PEMBINAAN KELUARGA SEJAHTERA DALAM ASPEK PENDIDIKAN, SOSIAL, BUDAYA, DAN EKONOMI Pembangunan keluarga sejahtera diarahkan kepada terwujudnya kehidupan keluarga sebagai wahana persemaian nilai-nilai agama dan nilai-nilai luhur budaya bangsa guna meningkatkan kesejahteraan keluarga dan membina ketahanan keluarga agar mampu mendukung kegiatan pembangunan. Perlu ditumbuh-kembangkan kesadaran masyarakat akan pentingnya norma keluarga kecil bahagia dan sejahtera yang dilandasi oleh rasa tanggung jawab, kesukarelaan, nilai-nilai agama, dan nilai-nilai luhur budaya bangsa. Gerakan keluarga berencana nasional sebagai salah satu kegiatan pokok dalam upaya mencapai keluarga sejahtera diarahkan untuk mengendalikan laju pertumbuhan penduduk dengan cara penurunan angka kelahiran untuk mencapai keseimbangan antara pertumbuhan penduduk dan pertumbuhan ekonomi sehingga terwujud peningkatan kesejahteraan keluarga. Gerakan keluarga berencana diupayakan agar makin membudaya dan makin mandiri melalui penyelenggaraan penyuluhan keluarga berencana, disertai dengan peningkatan kualitas dan kemudahan pelayanan dengan tetap memperhatikan kesehatan peserta keluarga berencana dan tidak bertentangan dengan nilai-nilai agama, moral, etik, dan sosial budaya masyarakat, sehingga norma keluarga kecil bahagia dan sejahtera dihayati dan dilaksanakan oleh semua lapisan masyarakat dengan penuh kesadaran dan bertanggung jawab. Peran serta pemuka agama, pemuka masyarakat, organisasi dan lembaga masyarakat lebih ditingkatkan melalui upaya penerangan, bimbingan, dan penyuluhan yang menjangkau seluruh lapisan masyarakat terutama generasi muda agar gerakan keluarga kecil bahagia dan sejahtera makin memasyarakat dan membudaya di seluruh tanah air.
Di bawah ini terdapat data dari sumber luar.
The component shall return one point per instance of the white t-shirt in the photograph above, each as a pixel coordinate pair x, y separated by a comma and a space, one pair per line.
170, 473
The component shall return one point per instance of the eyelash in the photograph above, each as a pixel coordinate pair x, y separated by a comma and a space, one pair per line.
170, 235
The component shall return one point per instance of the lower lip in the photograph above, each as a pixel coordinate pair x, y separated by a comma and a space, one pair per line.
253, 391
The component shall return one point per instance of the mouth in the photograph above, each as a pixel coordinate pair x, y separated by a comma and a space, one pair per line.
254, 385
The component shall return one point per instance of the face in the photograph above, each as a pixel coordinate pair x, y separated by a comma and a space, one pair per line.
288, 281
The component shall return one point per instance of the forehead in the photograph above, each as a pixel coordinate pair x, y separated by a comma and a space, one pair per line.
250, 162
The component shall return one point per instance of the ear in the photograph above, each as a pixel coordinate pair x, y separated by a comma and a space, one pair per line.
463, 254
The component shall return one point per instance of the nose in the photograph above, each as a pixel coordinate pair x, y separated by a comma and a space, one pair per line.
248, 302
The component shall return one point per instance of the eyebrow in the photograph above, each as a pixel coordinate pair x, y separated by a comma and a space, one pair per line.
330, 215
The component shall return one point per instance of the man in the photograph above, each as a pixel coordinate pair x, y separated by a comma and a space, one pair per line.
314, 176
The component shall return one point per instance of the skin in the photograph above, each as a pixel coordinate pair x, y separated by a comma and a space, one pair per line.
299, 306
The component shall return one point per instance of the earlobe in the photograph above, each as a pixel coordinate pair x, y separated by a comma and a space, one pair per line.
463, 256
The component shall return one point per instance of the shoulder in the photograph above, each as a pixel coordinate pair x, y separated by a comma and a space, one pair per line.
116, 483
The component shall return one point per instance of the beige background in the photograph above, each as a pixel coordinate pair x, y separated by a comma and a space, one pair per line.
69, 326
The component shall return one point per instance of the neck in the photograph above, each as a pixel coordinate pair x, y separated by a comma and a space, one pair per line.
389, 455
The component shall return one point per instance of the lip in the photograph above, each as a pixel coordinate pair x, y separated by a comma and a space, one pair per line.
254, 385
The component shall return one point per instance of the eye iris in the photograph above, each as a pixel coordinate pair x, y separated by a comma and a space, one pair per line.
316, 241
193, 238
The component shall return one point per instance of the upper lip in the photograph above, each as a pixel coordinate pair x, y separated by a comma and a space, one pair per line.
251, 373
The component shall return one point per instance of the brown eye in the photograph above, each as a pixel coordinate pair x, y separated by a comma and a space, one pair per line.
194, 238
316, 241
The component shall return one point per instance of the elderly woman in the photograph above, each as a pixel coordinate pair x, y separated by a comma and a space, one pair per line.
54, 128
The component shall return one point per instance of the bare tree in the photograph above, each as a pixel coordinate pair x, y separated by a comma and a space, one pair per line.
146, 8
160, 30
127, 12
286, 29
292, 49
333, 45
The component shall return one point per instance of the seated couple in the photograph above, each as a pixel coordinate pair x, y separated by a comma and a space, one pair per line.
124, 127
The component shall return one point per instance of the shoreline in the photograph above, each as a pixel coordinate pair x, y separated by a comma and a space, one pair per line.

ASPEK AGAMA Agama memiliki peran penting dalam membina keluarga sejahtera. Agama yang merupakan jawaban dan penyelesaian terhadap fungsi kehidupan manusia adalah ajaran atau system yang mengatur tata keimanan (kepercayaan) dan peribadatan kepada Tuhan Yang Maha Esa serta tata kaidah yang berhubungan dengan pergaulan manusia dan manusia serta lingkungannya. Oleh karena itu, sebuah keluarga haruslah memiliki dan berpegang pada suatu agama yang diyakininya agar pembinaan keluarga sejahtera dapat terwujud sejalan dengan apa yang diajarkan oleh agama. Dalam Islam terdapat konsep keluarga sakinah yakni keluarga yang tenteram di mana suami-istri dituntut menciptakan kehidupan rumah tangga yang harmoni antara kebutuhan fisik dan psikis. Yang dimaksud psikis adalah menjadikan keluarga sebagai basis pendidikan sekaligus penghayatan agama anggota keluarga. Kesakinahan merupakan kebutuhan setiap manusia. Karena keluarga sakinah yang berarti: keluarga yang terbentuk dari pasangan suami istri yang diawali dengan memilih pasangan yang baik, kemudian menerapkan nilai-nilai Islam dalam melakukan hak dan kewajiban rumah tangga serta mendidik anak dalam suasana mawaddah warahmah.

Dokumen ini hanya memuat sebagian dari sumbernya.